DOCUMENTI - Documents
Volume:
Biochimica Clinica 2013; 37(4) 292-300
Pubblicato on-line:
DOI:
Il laboratorio e i nuovi anticoagulanti orali
AUTORI
1Rho, MI
2Laboratorio Analisi, Spedali Civili di Brescia
ABSTRACT
Laboratory and new oral anticoagulants
Heparins and vitamin K antagonists are drugs of choice for treatment and prevention of thrombotic pathologies. These drugs have a considerable degree of safety and efficacy, but they may present certain drawbacks, as they require frequent laboratory monitoring (unfractionated heparins and anti-vitamin K) or intravenous or subcutaneous administration (low molecular weight heparins). Due to these reasons, several studies have been performed to identify new anticoagulant drugs with characteristics of safety, efficacy and possibility of oral administration and no need of laboratory monitoring.
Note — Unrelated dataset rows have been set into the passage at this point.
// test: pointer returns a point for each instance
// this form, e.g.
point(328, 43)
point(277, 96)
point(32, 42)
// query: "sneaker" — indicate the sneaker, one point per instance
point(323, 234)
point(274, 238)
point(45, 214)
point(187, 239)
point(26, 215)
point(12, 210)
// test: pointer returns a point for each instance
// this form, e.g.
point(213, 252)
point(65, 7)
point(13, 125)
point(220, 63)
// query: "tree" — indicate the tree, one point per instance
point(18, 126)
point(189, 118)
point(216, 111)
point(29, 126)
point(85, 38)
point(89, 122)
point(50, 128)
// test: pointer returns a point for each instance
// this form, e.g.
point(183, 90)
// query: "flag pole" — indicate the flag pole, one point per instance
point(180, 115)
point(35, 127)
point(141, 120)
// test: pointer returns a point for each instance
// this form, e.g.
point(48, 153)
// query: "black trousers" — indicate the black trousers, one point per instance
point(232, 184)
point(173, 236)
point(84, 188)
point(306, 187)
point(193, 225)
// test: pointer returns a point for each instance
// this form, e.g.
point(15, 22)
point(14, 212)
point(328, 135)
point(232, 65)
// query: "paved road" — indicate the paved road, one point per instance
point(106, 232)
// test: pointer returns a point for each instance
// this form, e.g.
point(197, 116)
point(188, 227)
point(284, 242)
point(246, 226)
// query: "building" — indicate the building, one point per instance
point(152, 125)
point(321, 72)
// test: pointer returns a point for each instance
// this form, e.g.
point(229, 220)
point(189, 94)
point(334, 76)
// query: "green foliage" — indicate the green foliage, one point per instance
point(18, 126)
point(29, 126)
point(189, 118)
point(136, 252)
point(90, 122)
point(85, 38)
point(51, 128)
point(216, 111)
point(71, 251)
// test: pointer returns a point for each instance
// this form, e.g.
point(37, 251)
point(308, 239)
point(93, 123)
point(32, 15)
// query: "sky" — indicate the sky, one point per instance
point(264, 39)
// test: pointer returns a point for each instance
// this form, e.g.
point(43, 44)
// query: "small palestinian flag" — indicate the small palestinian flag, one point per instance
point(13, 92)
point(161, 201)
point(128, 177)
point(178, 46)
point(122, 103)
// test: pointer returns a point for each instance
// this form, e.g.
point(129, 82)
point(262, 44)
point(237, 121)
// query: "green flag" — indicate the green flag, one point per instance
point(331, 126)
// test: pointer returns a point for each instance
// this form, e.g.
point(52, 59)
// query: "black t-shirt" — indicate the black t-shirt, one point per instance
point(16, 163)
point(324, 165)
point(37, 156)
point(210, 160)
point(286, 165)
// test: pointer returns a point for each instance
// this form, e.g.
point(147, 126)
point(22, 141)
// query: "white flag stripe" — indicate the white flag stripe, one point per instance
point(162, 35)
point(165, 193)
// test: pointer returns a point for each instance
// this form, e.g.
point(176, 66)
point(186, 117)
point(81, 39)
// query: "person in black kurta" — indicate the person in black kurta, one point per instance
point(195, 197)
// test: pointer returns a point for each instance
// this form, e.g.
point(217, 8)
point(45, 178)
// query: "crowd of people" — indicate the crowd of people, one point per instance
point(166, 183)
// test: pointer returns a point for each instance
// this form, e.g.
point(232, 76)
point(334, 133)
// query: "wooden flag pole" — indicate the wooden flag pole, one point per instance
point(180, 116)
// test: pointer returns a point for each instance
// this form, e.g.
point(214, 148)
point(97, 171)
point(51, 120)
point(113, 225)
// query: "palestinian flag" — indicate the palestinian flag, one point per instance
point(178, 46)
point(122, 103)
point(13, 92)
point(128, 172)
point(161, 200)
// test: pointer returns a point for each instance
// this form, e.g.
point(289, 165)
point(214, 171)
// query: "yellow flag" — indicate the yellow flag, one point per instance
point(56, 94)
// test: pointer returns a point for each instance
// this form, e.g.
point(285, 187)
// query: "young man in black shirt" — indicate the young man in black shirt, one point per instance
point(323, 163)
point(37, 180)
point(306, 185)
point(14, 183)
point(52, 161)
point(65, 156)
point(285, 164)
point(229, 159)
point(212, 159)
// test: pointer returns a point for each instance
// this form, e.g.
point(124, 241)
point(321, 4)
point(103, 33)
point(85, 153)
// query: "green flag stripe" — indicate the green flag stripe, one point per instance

New direct oral anticoagulants (DOAs) have as direct target thrombin (factor IIa) or factor-Xa inhibition; their safety and efficacy have been investigated in several phase III studies. DOAs in most advanced stage of release are dabigatran, rivaroxaban and apixaban; the first drug is a direct thrombin inhibitor, the others are direct factor-Xa inhibitors. DOAs do not require routine laboratory monitoring due to their high dose-response predictability; there is, however, a necessity to measure their anticoagulant effect in some particular situations. In those situations, it is important for the laboratory to consider: 1) how DOAs can interfere in the measurement of basic and more specialistic coagulation parameters; 2) which tests are the most suitable to detect the presence of the new drug; 3) which tests are the most useful to measure the anticoagulant effect; 4) which tests are the most suitable to monitor the antagonizing effect of some drugs (“reversal”) in case of DOA overdose.